Alright dear readers, here’s a question for you – applicant sustains two injuries and they become P&S on the same day.  The injuries are resolved by stipulated award and applicant is not offered a return to work by the employer.  Does the applicant get one voucher or two?

Well, your humble blogger’s answer is, of course:

But, clearly, the law does not agree with your humble blogger’s musings.  Instead, the recent panel decision in the case of Sesena v. Residence Inn by Marriott, held that applicant is entitled to a voucher for each of her injuries – one for the CT to her cervical spine, lumbar spine, thoracic spine, and another in the form of hypertension.

The WCAB reversed the WCJ, finding that applicant was indeed entitled to TWO vouchers rather than one, interpreting Labor Code section 4658.7’s language of “[i]f the injury causes permanent disability” to mean that each permanent-disability-causing injury triggers a separate right to a voucher.

Practically speaking, most vouchers are used, if at all, to get the extra $5,000 from the state fund paid for by employers and insurers, a free laptop, and $500 in cash from the employer.  But, on those rare cases that the full amount is used, the defendant might be out $6,000 per voucher.

What defenses can be made against this argument?  Well, is as voucher due whenever there is permanent disability?  No, of course not – no voucher is due if there is an offer or regular, modified, or alternative work timely made.  (Section 4658.7(b).)

Well, why wouldn’t an employer make an offer of regular, modified, or alternative work?  Most likely because the work restrictions could not be accommodated.  After all, termination for cause or right to work in the United States is no reason not to make the offer.

Well, what happens if the restrictions for one of the injuries includes and/or incorporates the restrictions for the other one?  Why would an employee be entitled to two vouchers for the same work restrictions?

In the case of Mercier v WCAB, a California Supreme Court opinion from 1976, the Court held that “[w]hen all factors of disability attributable to the first injury are included in the factors attributable to the second, there is total overlap.”  Although Mercier had to do with rating permanent disability rather than dealing with vouchers, the idea remains the same: if the preclusions from one injury are included in the preclusions from the other, then there is overlap.  Mercier did not receive permanent disability twice for the same work preclusions, and an applicant should not receive a second voucher for the same work restrictions.
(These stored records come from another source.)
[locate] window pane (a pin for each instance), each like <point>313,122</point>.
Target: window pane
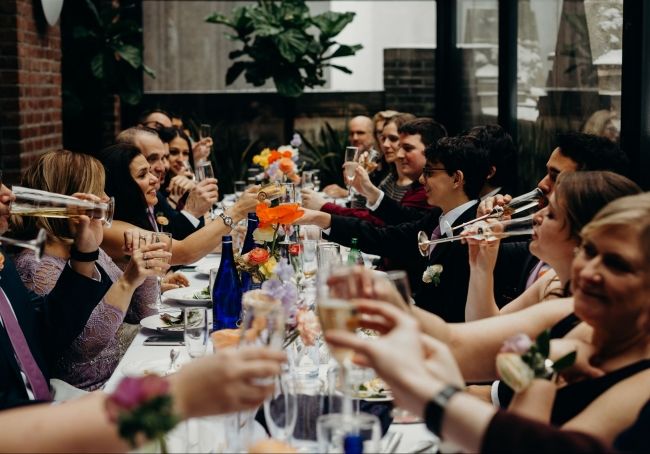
<point>569,75</point>
<point>478,36</point>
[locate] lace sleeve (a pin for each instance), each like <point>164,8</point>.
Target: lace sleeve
<point>103,322</point>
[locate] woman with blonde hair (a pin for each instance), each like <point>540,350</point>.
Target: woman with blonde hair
<point>93,356</point>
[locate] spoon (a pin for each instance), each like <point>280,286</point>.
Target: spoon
<point>173,356</point>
Now, bear in mind, my dear readers, that the panel opinion does not go into great detail as to the work restrictions in the Sesena matter.  However, every effort should be made to avoid liability for a voucher if possible, and the best way to do that is to make an offer of regular, modified, or alternative work.

Your humble blogger hasn’t had occasion to use the Mercier argument at trial yet, but if you try it please let me know how it goes.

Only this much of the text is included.